“The most courageous act is still to think for yourself. Aloud.” ~Coco Chanel
“You know, Joui, I really like how you look tonight. I always thought your style before was… just a little wacky,” smiled Harry, a man I’d met during a forced networking meeting. He then smirked knowingly, like he was doing me a great favor.
Inside I screamed.
As a stylist one of the biggest fears my clients mention when we discuss any big change is feedback, judgment, and shame from their peers. And they are right to be fearful.
People will have commentary, trust me. But while everyone has an opinion, not everyone has a clue.
So we must be extremely careful who we let give us feedback.
I have made this mistake many times in the past. I let another person’s opinion cloud my own vision without first asking myself whether I even respect that opinion.
Like Harry, somehow just because they are a person with eyes I allow their remark to dig deep into my psyche and contort my energetic field. It feels like watching too many moving images at once.
Yes, I am sensitive. One unchecked opinion can cause me to feel ungrounded and unable to think clearly for myself.
But ultimately, this is my life. I’m the only one living behind my eyes, so I am the only one who can and should take ownership of my decisions.
So in cleansing my life recently I decided to create a set of requisites to better decide whose opinions I will let in.
I first came upon the idea in Brené Brown’s book Daring Greatly. She says that the work that scares us makes us most alive. But the more public and vocal you get, the more vulnerable you can become to outside input.
And so she created criteria for her own feedback “force field,” so to speak. Brown says “If you are not in the arena and also getting your arse kicked, I am not interested in your feedback.”
Let’s get back to Harry, for example. He made this comment during the annual BNI (Business Networking International) holiday party.
I was dropping by the BNI holiday party about a year after I ended my membership, mainly for old times sake. It was during a period of my style where I was intentionally letting go of originality and flamboyance to explore different ways of expressing my identity.
The night of the party I was in full-blown “mainstream sexy,” a pair of fitted black leggings, a classic pair of black heels, a white sweater, simple earrings. It was part identity experiment and part research project to understand women who enjoy looking this way so I could better support a broader range of style choices.
Now it was Harry’s turn to tell me how the flat-ironed, mainstream version of me was so much better than the wacky side he’d seen a year before. And let me just say, from one angle he was right.
I looked great. But sometimes looking “great” isn’t the point.
In a world of endless options, it’s more important to look like me.
This is why getting your criteria straight for whose input you let in is vital.
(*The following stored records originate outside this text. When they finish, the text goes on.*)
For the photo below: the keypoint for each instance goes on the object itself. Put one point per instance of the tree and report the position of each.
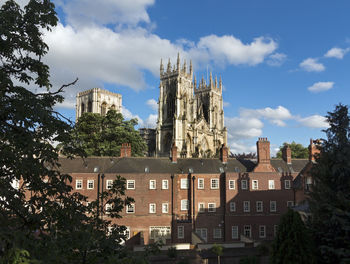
(103, 135)
(41, 219)
(330, 195)
(298, 151)
(293, 243)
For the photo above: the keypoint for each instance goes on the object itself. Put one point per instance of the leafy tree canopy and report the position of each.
(103, 135)
(293, 243)
(330, 195)
(298, 151)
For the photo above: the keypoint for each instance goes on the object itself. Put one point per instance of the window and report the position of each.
(231, 184)
(234, 232)
(259, 206)
(152, 208)
(79, 184)
(290, 203)
(244, 184)
(211, 207)
(201, 207)
(152, 184)
(165, 208)
(130, 208)
(109, 184)
(255, 185)
(246, 206)
(184, 184)
(90, 184)
(200, 183)
(247, 231)
(180, 232)
(272, 206)
(202, 233)
(232, 207)
(184, 205)
(130, 184)
(165, 184)
(287, 184)
(262, 231)
(214, 183)
(217, 233)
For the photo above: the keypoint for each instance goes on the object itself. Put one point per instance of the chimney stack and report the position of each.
(125, 150)
(263, 151)
(173, 156)
(224, 154)
(287, 154)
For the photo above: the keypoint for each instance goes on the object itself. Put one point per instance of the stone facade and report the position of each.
(190, 116)
(97, 100)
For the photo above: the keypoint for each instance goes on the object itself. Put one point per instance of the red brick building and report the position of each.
(221, 200)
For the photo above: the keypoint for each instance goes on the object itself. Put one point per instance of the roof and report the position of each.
(164, 165)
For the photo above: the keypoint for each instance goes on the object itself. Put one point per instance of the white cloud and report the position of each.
(337, 53)
(312, 65)
(314, 121)
(320, 87)
(276, 59)
(152, 104)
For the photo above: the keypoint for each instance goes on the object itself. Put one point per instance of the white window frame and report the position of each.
(246, 206)
(260, 208)
(211, 207)
(93, 184)
(201, 207)
(200, 183)
(255, 185)
(214, 183)
(180, 232)
(109, 184)
(244, 184)
(287, 184)
(231, 184)
(234, 232)
(130, 206)
(262, 231)
(79, 184)
(152, 184)
(232, 206)
(184, 205)
(184, 184)
(130, 182)
(217, 233)
(152, 208)
(247, 228)
(165, 184)
(165, 208)
(273, 206)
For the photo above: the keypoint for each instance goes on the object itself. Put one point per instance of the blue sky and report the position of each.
(284, 64)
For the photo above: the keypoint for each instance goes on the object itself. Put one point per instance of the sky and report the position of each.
(284, 64)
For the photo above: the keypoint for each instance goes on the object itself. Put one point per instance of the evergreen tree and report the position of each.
(330, 195)
(293, 243)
Otherwise, it is very easy to find yourself waking up one day and not recognizing yourself because you fell into other people’s ideas of who you are instead of your own.
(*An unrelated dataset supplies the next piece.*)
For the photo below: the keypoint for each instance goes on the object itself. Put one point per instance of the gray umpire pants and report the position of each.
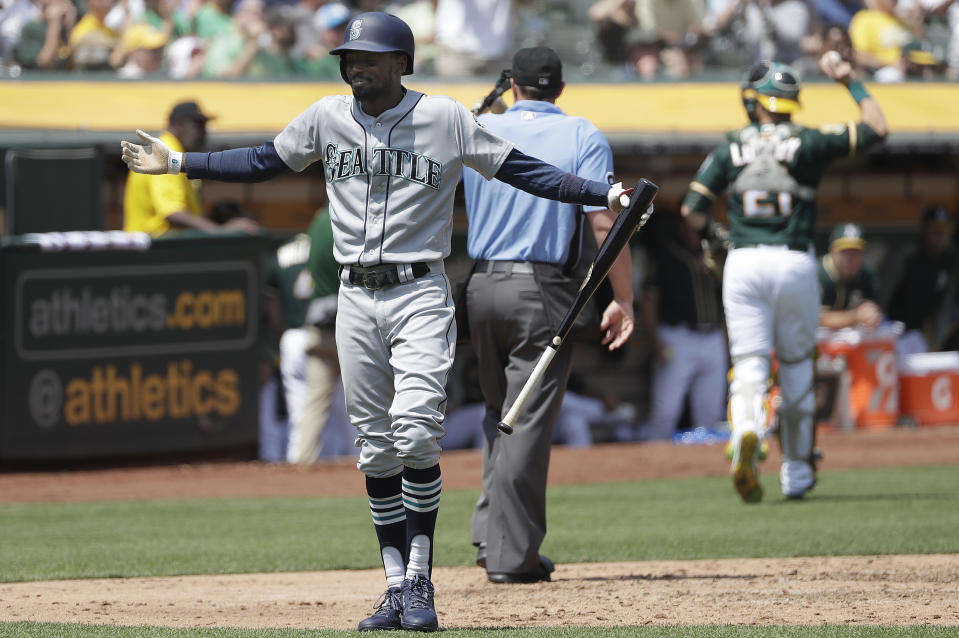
(509, 331)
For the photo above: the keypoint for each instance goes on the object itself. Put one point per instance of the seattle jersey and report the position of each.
(772, 174)
(391, 178)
If you are going to allow someone to be a competent mirror for you, here are a few factors I suggest considering.
1. Is this person someone whose life’s work you admire? Is this someone with a promising, positive vision of themselves in the world? Essentially, do you love what they are up to?
2. Do you love the way this individual sees you and who you aspire to be? Are they someone who supports you and inspires you to rise to every opportunity for personal growth?
3. If this person is commenting on style, image, or branding do they have good taste? Do they have taste you admire? Have they mastered aesthetics? According to Brené Brown, are they “in the arena”?
Most importantly, trust most those people that hold you in a warm, accepting light, and have your best interests at heart.
So let’s take a moment to reflect on Harry and his opinion of my look.
1. Was Harry the epitome of style? Answer: No.
2. Was Harry the type of person I respected in work, career, life? Answer: No.
3. Was Harry the kind of person I wanted more of in my world? Answer: Once again no.
So how did I interpret Harry’s comment? Well, it did influence me in so far as I had been looking for a moment to stop experimenting in this style. His response to “Mainstream Joui” reminded me I was off.
I needed more flair. I needed to bring back a little Wacky Joui, and fast. I guess this is an example of a reverse influence.
You must carefully and consciously select the people who you actively allow to influence, judge, or cause you to feel shame.
And remember, if you are a creative, empath, artist, or any type of deeply sensitive being, be on high alert. You may be extremely vulnerable to molding yourself to those around you and what they need.
Choosing who you hang around with has the power to make or break you. You are the company you keep.
You are the opinion of those closest to you.